-Blogged by Ole Ole Olson on News Junkie Post:
On May 2nd, 1933, the day after Labor day, Nazi groups occupied union halls and labor leaders were arrested. Trade Unions were outlawed by Adolf Hitler, while collective bargaining and the right to strike was abolished. This was the beginning of a consolidation of power by the fascist regime which systematically wiped out all opposition groups, starting with unions, liberals, socialists, and communists using Himmler’s state police.
Fast forward to America today, particularly Wisconsin. Governor Walker and the Republican/Tea Party members of the state legislature are attempting to pass a bill that would not only severely punish public unions (with exception for the police, fire, and state trooper unions that supported his campaign), but it would effectively end 50 years to the right of these workers to collectively bargain.
Collective bargaining is a process of voluntary negotiations between employers and trade unions aimed at reaching agreements which regulate working conditions. Collective agreements usually set out wage scales, working hours, training, health and safety, overtime, grievance mechanisms and rights to participate in workplace or company affairs. -wiki
First of all, assaulting the rights of workers to collectively bargain has absolutely nothing to do with any immediate budgetary issues. It does however have everything to do with ending one of the basic rights of labor to organize.
Second, and more importantly, the budget “crisis” in Wisconsin is both exaggerated and created in part by the new Republican power base as a tool to attack political opponents. Walker decreased state revenue when he enacted tax cuts for the rich and big corporations, who are not surprisingly large campaign donors for his political campaign.
To the extent that there is an imbalance — Walker claims there is a $137 million deficit — it is not because of a drop in revenues or increases in the cost of state employee contracts, benefits or pensions. It is because Walker and his allies pushed through $140 million in new spending for special-interest groups in January. If the Legislature were simply to rescind Walker’s new spending schemes — or delay their implementation until they are offset by fresh revenues — the “crisis” would not exist. -The Cap Times
Decimating unions has long been an objective of the rich and powerful. Growing out of trade guilds in Medieval Europe, they were banned starting with the Ordinance of Labourers 1349 and Statute of Labourers in England. It was not until the Industrial Revolution that labor began to organize again.

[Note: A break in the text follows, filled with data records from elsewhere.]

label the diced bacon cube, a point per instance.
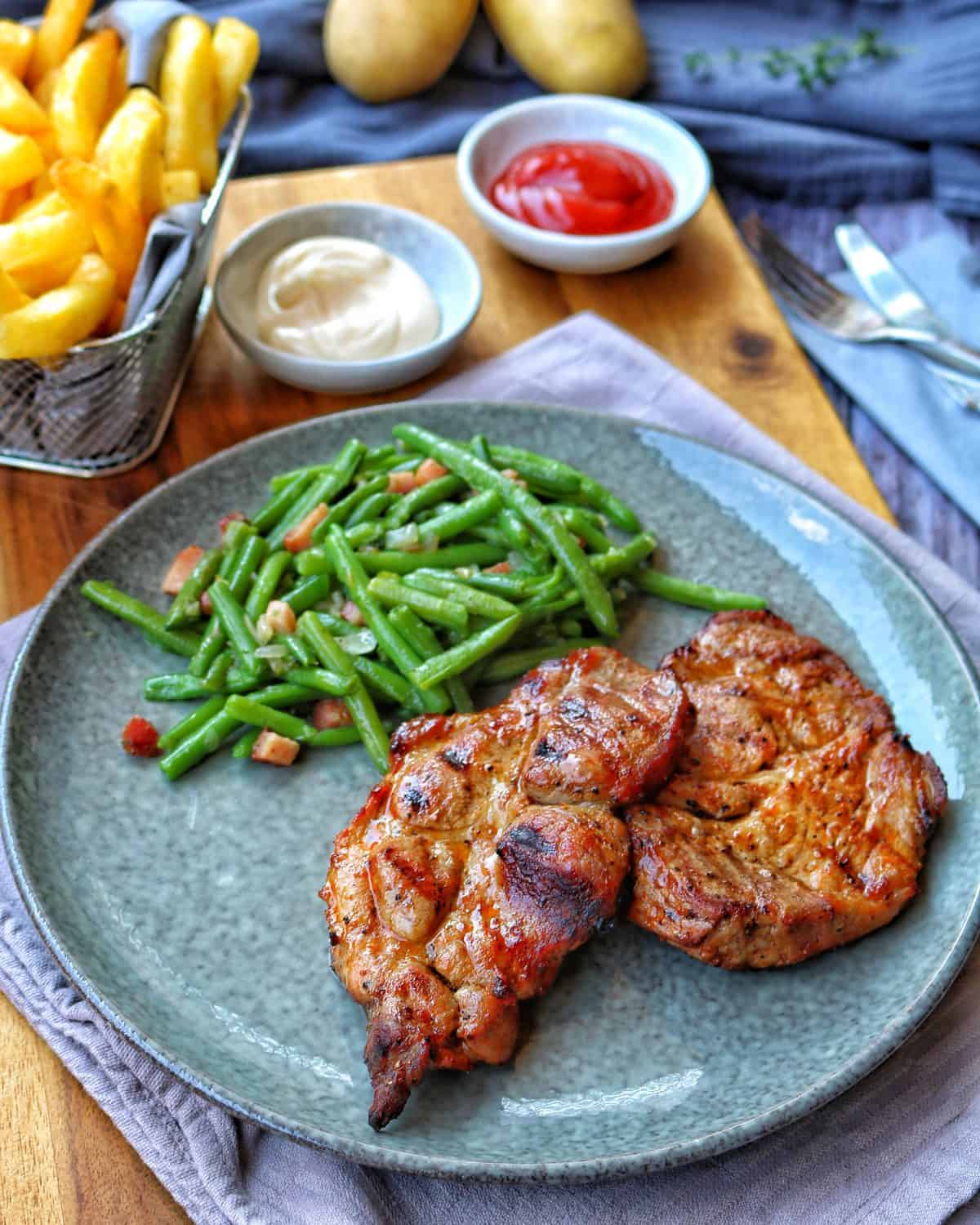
(180, 568)
(331, 712)
(352, 612)
(301, 537)
(274, 750)
(232, 517)
(429, 470)
(279, 617)
(401, 482)
(141, 739)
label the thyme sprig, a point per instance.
(815, 64)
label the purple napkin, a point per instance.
(901, 1147)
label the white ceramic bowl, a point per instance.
(489, 146)
(434, 252)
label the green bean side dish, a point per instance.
(403, 592)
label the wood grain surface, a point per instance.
(702, 306)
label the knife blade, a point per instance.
(899, 301)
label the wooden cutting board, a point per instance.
(702, 306)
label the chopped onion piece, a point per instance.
(360, 644)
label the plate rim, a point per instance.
(899, 1028)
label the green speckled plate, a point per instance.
(189, 913)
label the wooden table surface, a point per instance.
(703, 308)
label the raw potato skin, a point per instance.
(573, 46)
(387, 49)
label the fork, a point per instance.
(822, 304)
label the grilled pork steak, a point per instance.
(798, 817)
(488, 853)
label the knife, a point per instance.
(898, 299)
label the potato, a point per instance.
(60, 318)
(386, 49)
(119, 229)
(16, 48)
(19, 110)
(59, 32)
(235, 56)
(188, 92)
(179, 188)
(20, 161)
(573, 46)
(130, 149)
(80, 103)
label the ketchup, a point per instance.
(583, 188)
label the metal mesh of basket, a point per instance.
(105, 406)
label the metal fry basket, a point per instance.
(105, 406)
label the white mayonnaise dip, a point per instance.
(345, 301)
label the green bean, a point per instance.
(421, 639)
(620, 561)
(217, 674)
(245, 744)
(463, 516)
(190, 723)
(453, 555)
(370, 509)
(683, 590)
(235, 534)
(391, 590)
(480, 448)
(342, 510)
(385, 683)
(266, 581)
(247, 560)
(472, 598)
(186, 605)
(457, 659)
(359, 703)
(308, 592)
(582, 526)
(284, 494)
(350, 572)
(408, 505)
(553, 475)
(514, 663)
(313, 561)
(321, 679)
(323, 489)
(595, 595)
(210, 737)
(232, 619)
(178, 642)
(298, 649)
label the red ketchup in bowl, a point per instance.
(583, 188)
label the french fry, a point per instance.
(47, 240)
(20, 159)
(179, 188)
(11, 296)
(118, 228)
(80, 102)
(16, 47)
(235, 56)
(19, 110)
(130, 151)
(59, 32)
(43, 91)
(188, 91)
(54, 323)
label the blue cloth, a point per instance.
(894, 386)
(909, 127)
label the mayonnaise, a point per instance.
(343, 301)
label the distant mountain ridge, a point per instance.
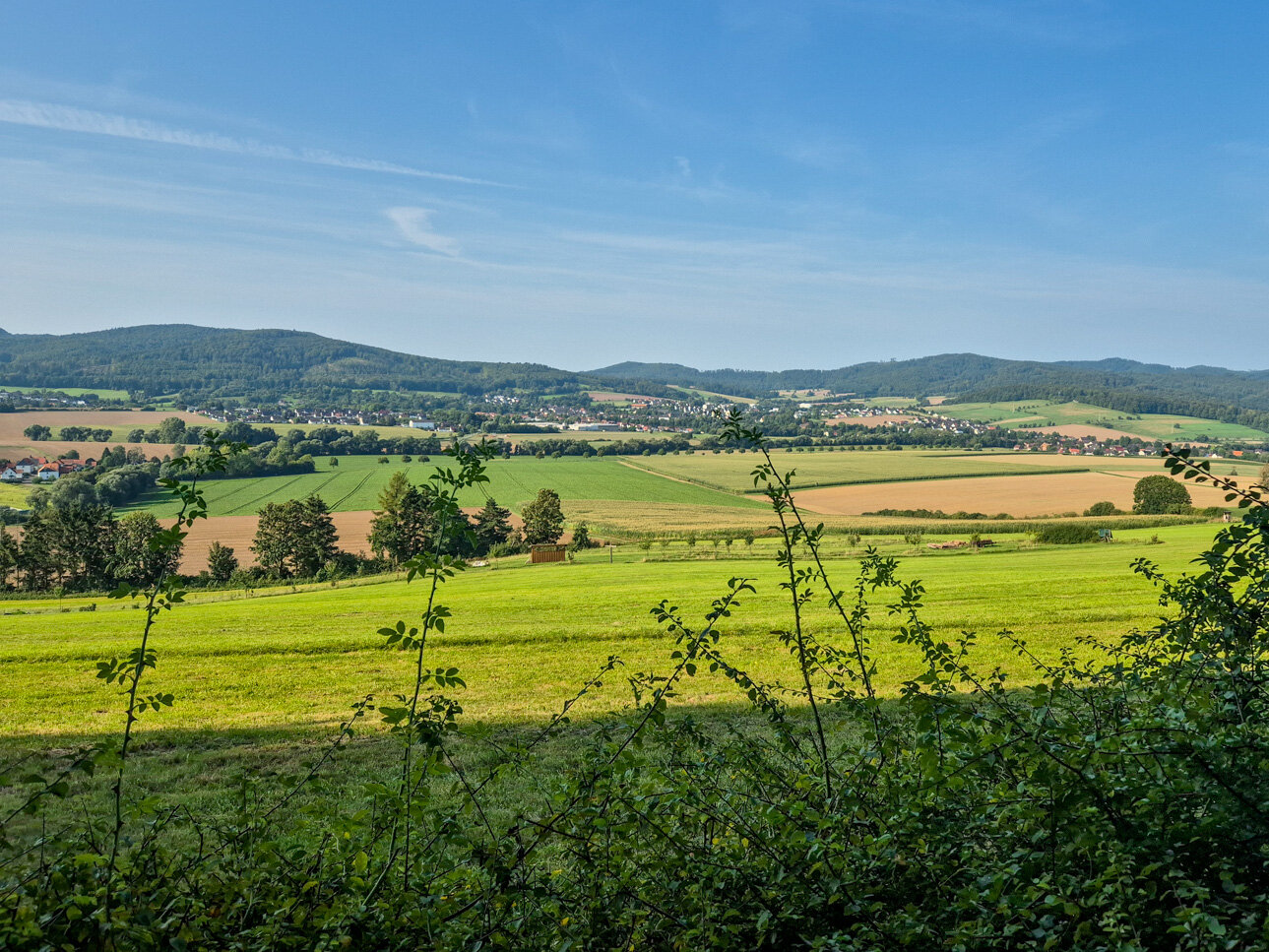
(266, 364)
(169, 358)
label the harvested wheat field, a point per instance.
(57, 448)
(1048, 494)
(238, 531)
(13, 424)
(1087, 429)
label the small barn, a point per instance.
(548, 553)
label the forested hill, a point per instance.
(218, 362)
(209, 362)
(1235, 396)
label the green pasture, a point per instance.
(1040, 413)
(708, 395)
(13, 495)
(71, 391)
(356, 481)
(731, 471)
(280, 664)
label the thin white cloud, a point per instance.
(415, 226)
(65, 118)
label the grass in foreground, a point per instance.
(526, 636)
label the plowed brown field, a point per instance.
(1017, 495)
(238, 531)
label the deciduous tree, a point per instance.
(221, 562)
(543, 518)
(133, 560)
(492, 526)
(1159, 494)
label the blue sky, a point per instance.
(720, 184)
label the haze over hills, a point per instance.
(264, 364)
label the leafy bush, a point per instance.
(1066, 534)
(1105, 508)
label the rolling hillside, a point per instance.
(202, 362)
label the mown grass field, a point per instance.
(73, 391)
(1039, 413)
(14, 495)
(527, 636)
(356, 481)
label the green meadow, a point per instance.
(105, 394)
(14, 496)
(1040, 413)
(356, 481)
(286, 664)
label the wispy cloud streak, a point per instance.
(65, 118)
(415, 226)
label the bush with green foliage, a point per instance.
(1160, 494)
(1066, 534)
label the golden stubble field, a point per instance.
(237, 532)
(14, 444)
(1044, 494)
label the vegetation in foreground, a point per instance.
(1110, 805)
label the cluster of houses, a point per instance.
(40, 470)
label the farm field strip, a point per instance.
(1045, 494)
(731, 471)
(526, 636)
(1097, 420)
(359, 480)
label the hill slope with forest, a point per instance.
(266, 364)
(1128, 386)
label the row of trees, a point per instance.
(408, 523)
(83, 548)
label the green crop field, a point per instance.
(1041, 413)
(356, 481)
(526, 636)
(73, 391)
(731, 471)
(14, 496)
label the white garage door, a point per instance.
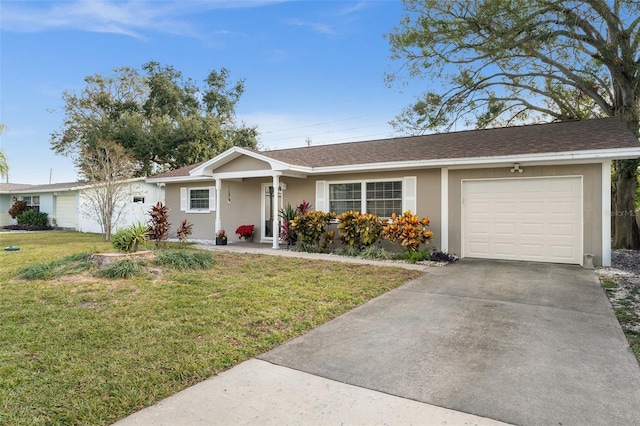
(534, 219)
(66, 211)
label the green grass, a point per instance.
(627, 313)
(77, 349)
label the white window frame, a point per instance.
(185, 199)
(408, 192)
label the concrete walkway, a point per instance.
(476, 342)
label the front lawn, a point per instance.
(84, 350)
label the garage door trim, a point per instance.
(577, 202)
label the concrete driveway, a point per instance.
(522, 343)
(477, 342)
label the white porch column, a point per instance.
(606, 213)
(218, 192)
(275, 225)
(444, 209)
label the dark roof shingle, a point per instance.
(606, 133)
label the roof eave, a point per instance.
(555, 157)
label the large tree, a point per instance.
(504, 62)
(162, 120)
(4, 163)
(109, 169)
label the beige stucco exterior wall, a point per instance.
(592, 199)
(241, 201)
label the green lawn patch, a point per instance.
(78, 349)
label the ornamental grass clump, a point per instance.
(125, 268)
(408, 231)
(183, 260)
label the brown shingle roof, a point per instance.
(567, 136)
(605, 133)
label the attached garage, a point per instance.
(66, 211)
(533, 219)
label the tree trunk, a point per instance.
(626, 234)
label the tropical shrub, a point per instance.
(407, 230)
(311, 228)
(159, 223)
(18, 208)
(184, 230)
(359, 230)
(33, 218)
(128, 239)
(287, 215)
(245, 231)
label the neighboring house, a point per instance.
(535, 193)
(68, 207)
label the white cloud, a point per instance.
(131, 18)
(279, 131)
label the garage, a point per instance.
(66, 211)
(532, 219)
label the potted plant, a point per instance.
(246, 232)
(221, 238)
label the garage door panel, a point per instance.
(538, 219)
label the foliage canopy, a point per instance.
(507, 62)
(162, 120)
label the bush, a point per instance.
(443, 256)
(125, 268)
(184, 230)
(183, 260)
(310, 229)
(128, 239)
(159, 223)
(359, 230)
(18, 208)
(33, 218)
(408, 230)
(375, 253)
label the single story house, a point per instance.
(68, 205)
(533, 193)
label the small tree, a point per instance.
(110, 170)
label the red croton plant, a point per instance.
(245, 231)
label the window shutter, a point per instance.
(409, 194)
(183, 199)
(212, 198)
(321, 198)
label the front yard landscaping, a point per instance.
(78, 349)
(621, 283)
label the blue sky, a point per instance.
(313, 69)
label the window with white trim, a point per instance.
(198, 200)
(379, 197)
(384, 198)
(33, 202)
(344, 197)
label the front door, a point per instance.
(269, 197)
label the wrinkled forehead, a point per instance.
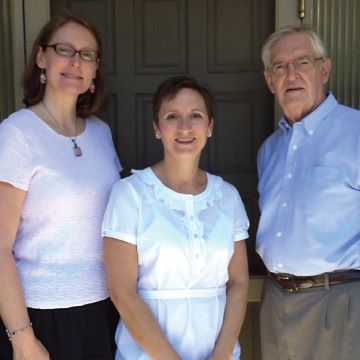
(76, 34)
(291, 46)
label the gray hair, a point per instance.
(315, 41)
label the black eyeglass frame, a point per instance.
(80, 52)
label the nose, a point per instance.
(75, 59)
(291, 71)
(184, 124)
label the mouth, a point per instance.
(71, 76)
(186, 141)
(294, 89)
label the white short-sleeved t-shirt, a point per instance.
(184, 245)
(58, 246)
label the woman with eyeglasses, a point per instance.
(57, 166)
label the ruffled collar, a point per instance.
(179, 201)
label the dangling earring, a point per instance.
(43, 78)
(92, 87)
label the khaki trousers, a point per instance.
(313, 324)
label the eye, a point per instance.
(278, 67)
(197, 116)
(303, 61)
(170, 117)
(89, 55)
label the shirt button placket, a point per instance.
(195, 243)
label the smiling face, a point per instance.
(298, 92)
(71, 75)
(183, 124)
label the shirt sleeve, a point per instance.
(241, 219)
(121, 215)
(15, 158)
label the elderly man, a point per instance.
(309, 187)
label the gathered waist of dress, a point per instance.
(182, 293)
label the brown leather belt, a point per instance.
(291, 283)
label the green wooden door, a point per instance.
(216, 41)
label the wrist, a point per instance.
(12, 333)
(23, 340)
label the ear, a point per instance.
(326, 69)
(269, 81)
(156, 130)
(211, 127)
(40, 58)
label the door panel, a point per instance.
(216, 41)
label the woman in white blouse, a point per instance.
(174, 250)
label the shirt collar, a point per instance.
(312, 121)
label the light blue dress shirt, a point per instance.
(309, 182)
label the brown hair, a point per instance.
(87, 103)
(169, 88)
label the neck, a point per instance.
(183, 177)
(62, 108)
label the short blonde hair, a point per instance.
(315, 41)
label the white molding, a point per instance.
(18, 45)
(37, 13)
(27, 18)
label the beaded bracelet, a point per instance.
(12, 333)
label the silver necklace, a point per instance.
(76, 149)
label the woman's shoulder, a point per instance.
(97, 124)
(133, 183)
(223, 187)
(18, 119)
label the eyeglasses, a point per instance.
(68, 51)
(302, 64)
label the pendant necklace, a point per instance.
(76, 149)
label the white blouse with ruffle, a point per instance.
(184, 245)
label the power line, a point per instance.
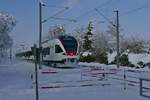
(135, 10)
(61, 11)
(104, 16)
(67, 19)
(54, 6)
(100, 6)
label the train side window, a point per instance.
(58, 49)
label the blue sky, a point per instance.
(26, 12)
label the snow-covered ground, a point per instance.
(86, 82)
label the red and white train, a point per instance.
(61, 51)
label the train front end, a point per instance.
(70, 46)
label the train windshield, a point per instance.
(69, 43)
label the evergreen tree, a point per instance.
(87, 44)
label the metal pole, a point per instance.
(36, 73)
(117, 37)
(11, 53)
(40, 34)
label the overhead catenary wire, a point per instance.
(57, 13)
(105, 17)
(100, 6)
(135, 10)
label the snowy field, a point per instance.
(86, 82)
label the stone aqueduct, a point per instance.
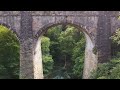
(30, 25)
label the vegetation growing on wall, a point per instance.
(9, 54)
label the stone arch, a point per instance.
(11, 29)
(14, 32)
(90, 61)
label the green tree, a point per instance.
(9, 54)
(47, 58)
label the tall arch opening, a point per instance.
(88, 57)
(9, 54)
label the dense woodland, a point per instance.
(63, 49)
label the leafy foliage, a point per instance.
(110, 70)
(47, 58)
(67, 49)
(9, 54)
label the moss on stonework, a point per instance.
(95, 50)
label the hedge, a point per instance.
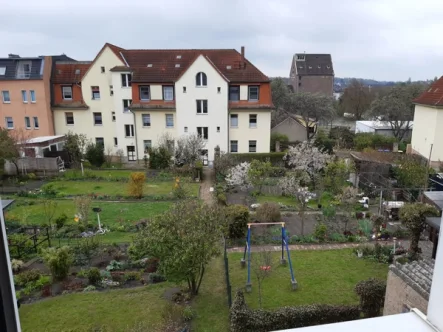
(244, 319)
(276, 158)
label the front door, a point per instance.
(131, 153)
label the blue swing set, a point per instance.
(284, 245)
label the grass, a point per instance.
(113, 213)
(110, 311)
(117, 188)
(324, 277)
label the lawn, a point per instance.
(326, 277)
(323, 277)
(118, 188)
(113, 213)
(110, 311)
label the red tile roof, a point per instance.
(433, 96)
(169, 65)
(66, 73)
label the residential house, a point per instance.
(427, 136)
(382, 128)
(295, 128)
(131, 98)
(25, 95)
(313, 73)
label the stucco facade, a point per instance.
(29, 104)
(428, 124)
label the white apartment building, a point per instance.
(131, 98)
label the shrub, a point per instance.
(244, 319)
(372, 296)
(94, 276)
(136, 183)
(26, 277)
(61, 220)
(320, 232)
(95, 153)
(238, 218)
(268, 212)
(58, 260)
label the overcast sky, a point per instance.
(379, 39)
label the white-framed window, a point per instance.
(168, 93)
(126, 80)
(98, 120)
(6, 97)
(252, 120)
(28, 122)
(253, 92)
(95, 92)
(234, 92)
(24, 96)
(9, 122)
(202, 132)
(69, 116)
(169, 120)
(234, 146)
(129, 130)
(202, 107)
(100, 140)
(201, 79)
(146, 119)
(252, 146)
(126, 104)
(147, 144)
(67, 92)
(32, 93)
(234, 120)
(145, 92)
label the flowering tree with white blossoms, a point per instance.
(238, 176)
(306, 157)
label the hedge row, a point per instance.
(244, 319)
(276, 158)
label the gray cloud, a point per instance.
(389, 40)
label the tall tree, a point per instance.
(312, 108)
(184, 239)
(397, 108)
(356, 99)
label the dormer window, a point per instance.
(201, 79)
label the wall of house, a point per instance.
(243, 134)
(18, 110)
(105, 105)
(217, 105)
(155, 131)
(291, 128)
(425, 132)
(122, 118)
(399, 294)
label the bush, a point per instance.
(61, 220)
(26, 277)
(268, 212)
(58, 260)
(94, 276)
(320, 232)
(159, 158)
(136, 183)
(95, 154)
(244, 319)
(372, 296)
(238, 218)
(276, 158)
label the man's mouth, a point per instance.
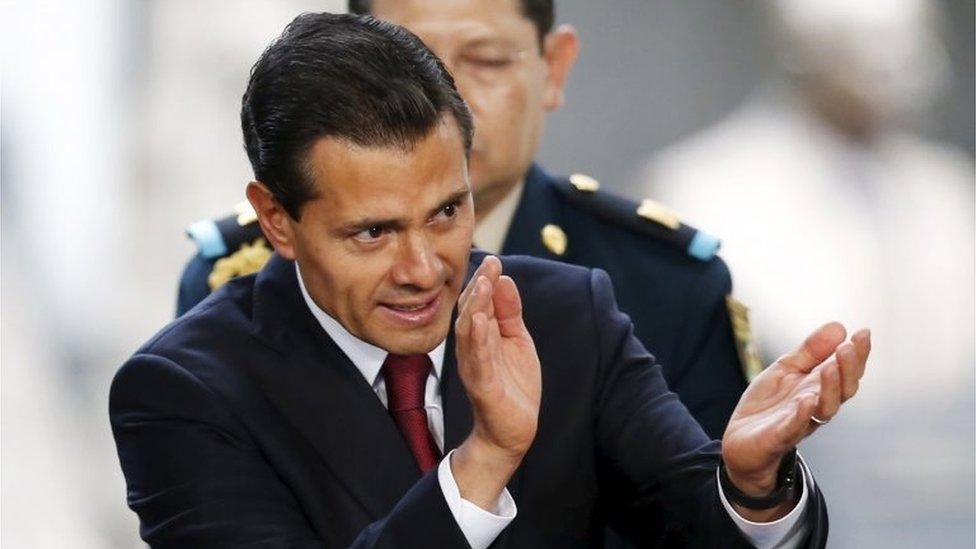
(414, 313)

Every little gain for the rights of workers was hard fought and bitterly resisted by the rich and powerful. The photo above shows the Lawrence Textile Strike (also known as the Bread and Roses strike) where mostly immigrant workers rebelled against increasingly harsh work conditions and lowered pay caused by mechanization. Specifically, state law mandated a reduction in working hours for women and children from 56 to 54 hours, and factory owners responded by cutting salaries, something the poor workers could not afford.